Walter Kasper, allemand comme Ratzinger, est l'une des figures les plus éminentes du prochain conclave. Hier, il a eu 80 ans, mais comme le Siège Apostolique est vacant depuis le 1er Mars, il aura accès à la chapelle Sixtine. Il y entre comme le plus âgé des cardinaux. Et pas seulement, il y entre comme le seul cardinal de la Curie romaine - pendant dix-huit ans, il a dirigé le «ministère» qui s'occupe d'œcuménisme - qui été capable de tenir tête à Ratzinger sur son terrain, la grande théologie. D'un côté, Ratzinger, chef de file des néo-conservateurs, de l'autre Kasper, leader des progressistes (!!!)

- Eminence, que direz-vous à Benoît XVI quand vous irez le trouver, après la fin du conclave?
«Beaucoup de choses. La première est une recommandation. Je lui suggèrerai de ne se laisser utiliser par personne. C'est un trop gros risque que le gouvernement de l'Eglise subisse son influence. Cela ne doit pas être. Il a fait un choix clair, ce qui suppose de se mettre en retrait. Il devra, par conséquent, être discret. Éviter d'entrer dans les questions relatives à la gouvernance des politiques de l'Église, dans les politiques ecclésiales. Et puis je lui parlerai amicalement de ce qui nous plaît à tous deux, la théologie».

- Un sujet très important en Allemagne, c'est l'indépendance des Eglises locales vis-à-vis de Rome. Le Pape est considéré comme une figure d'autorité qui impose d'en haut ses diktats. Et le sentiment de séparation d'avec Rome, le sentiment que l'on peut se passer de Rome, est enraciné. Qu'en pensez-vous?
«Qu'il faut une nouvelle modalité dans l'exercice du gouvernement de l'Église.

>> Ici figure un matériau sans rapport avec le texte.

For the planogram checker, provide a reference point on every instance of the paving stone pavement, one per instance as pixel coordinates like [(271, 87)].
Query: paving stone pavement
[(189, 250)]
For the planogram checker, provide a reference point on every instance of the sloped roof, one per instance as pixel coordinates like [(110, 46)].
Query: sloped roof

Cette modalité s'appelle collégialité, un gouvernement plus horizontal. La collégialité doit s'étendre des évêques à des formes de représentation de toutes les composantes du peuple de Dieu. Une telle collégialité irait dans la direction du Concile Vatican II, de l'unité dans la diversité entre tous les croyants dans l'Evangile et d'un plus grand dialogue avec les autres religions. Il faut sortir des sécheresses du centralisme romain, développant la conviction que centre ne signifie pas centralisme».

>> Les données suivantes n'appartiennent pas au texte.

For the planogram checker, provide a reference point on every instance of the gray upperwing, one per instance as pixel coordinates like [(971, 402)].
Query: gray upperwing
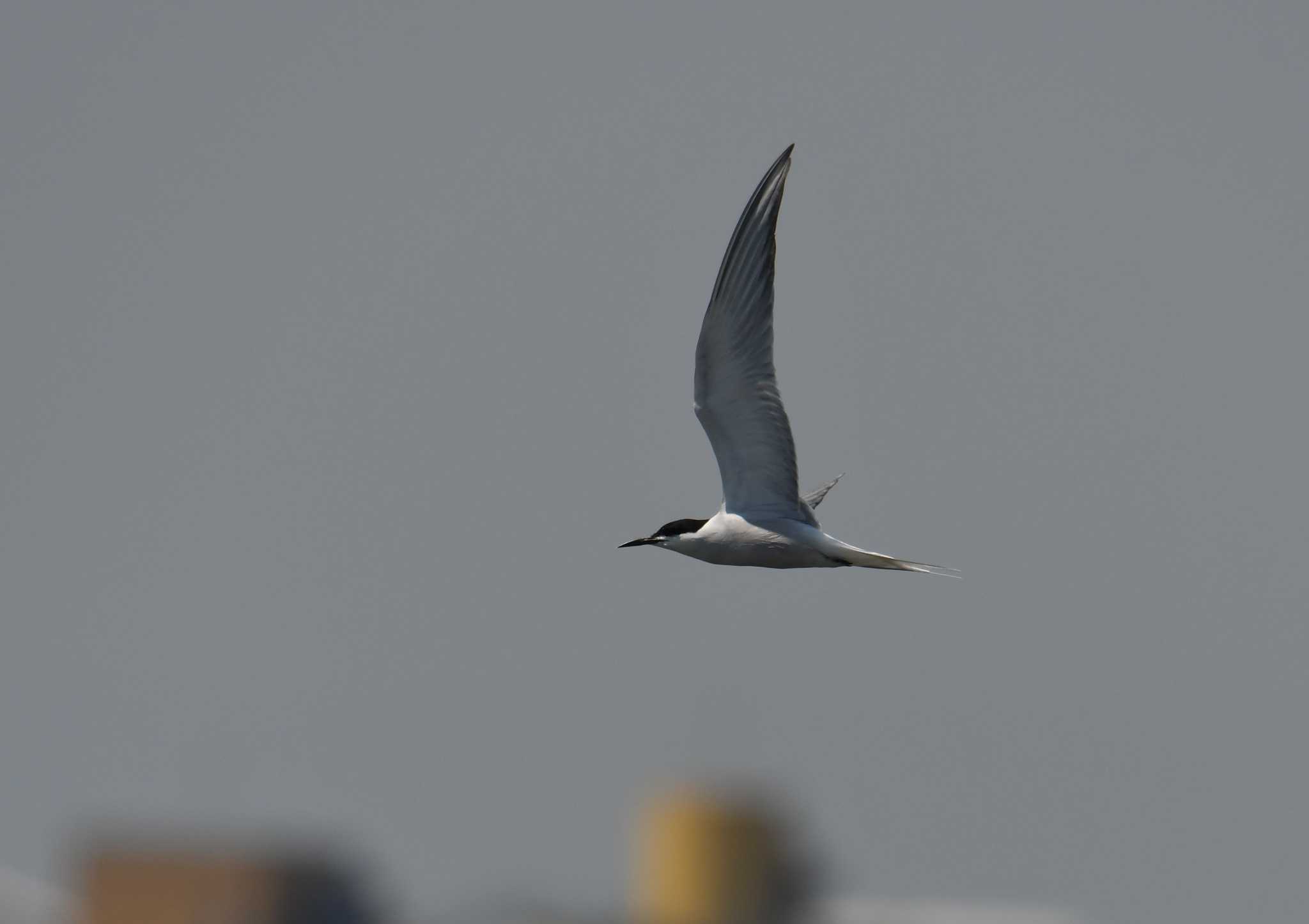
[(814, 498)]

- À la lumière de la nécessité d'une plus grande collégialité, estimez-vous que la Curie romaine, ainsi qu'elle est structurée, doit être reconsidérée?
«La réforme de la Curie est une priorité. Mais en même temps, c'est un gros problème. Parce qu'aujourd'hui, à la curie romaine, il n'y a pas de dialogue interne. Les dicastères ne se parlent pas, il n'y a pas de communication. Et cet état de choses doit être changé».

- C'est également à la lumière d'une curie structurée de manière "verticale" qu'ont pu naître les factions opposées qui ont finalement conduit à la déflagration des Vatileaks?
«Dans les congrégations générales, nous n'avons pas encore parlé de Vatileaks. Je pense que la curie, en général, au-delà de ce qui a émergé avec Vatileaks, devrait être révolutionnée. Et je pense qu'en plus du mot réforme, il faut en utiliser un autre: la transparence. La curie doit commencer à s'ouvrir, à ne pas craindre la transparence».

- Ratzinger dans les méditations du Chemin de Croix en 2005 a parlé de la "saleté" dans l'Eglise. Il y a quelques heures un cardinal écossais a annoncé ne pas assister au conclave pour avoir eu un "comportement inapproprié" envers des séminaristes. Comment se sent un prince de l'Église face ces nouvelles?
«Pas très bien. Ratzinger, cependant, a montré une nouvelle voie, qui est la ligne du nettoyage dans l'Église. Je lui en rends acte: il a agi différemment des autres».

- Le célibat, le sacerdoce féminin, l'homosexualité. Les questions qui agitent la conscience de nombreux fidèles reviennent en force dans le débat public. Sur les catholiques divorcés qui une fois remariés ne peuvent pas accéder à la communion, Ratzinger avait déclaré que "le problème doit être encore approfondi" (??). Jusqu'où peut aller l'Eglise?
«L'interdiction de donner la communion aux divorcés remariés est une blessure. Je ne veux pas indiquer la voie à suivre, mais une chose est certaine: nous avons besoin d'une sérieuse remise en question sur le sujet. Il faut l'humilité d'aborder la question au cas par cas. La règle peut être modifiée en fonction des différentes situations».

Vous avez des favoris sur le prochain Pape?
«Je souhaite que poersonne ne soit entravé. Nous devons être ouverts à tous, à toute nationalité et géographie de l'Eglise».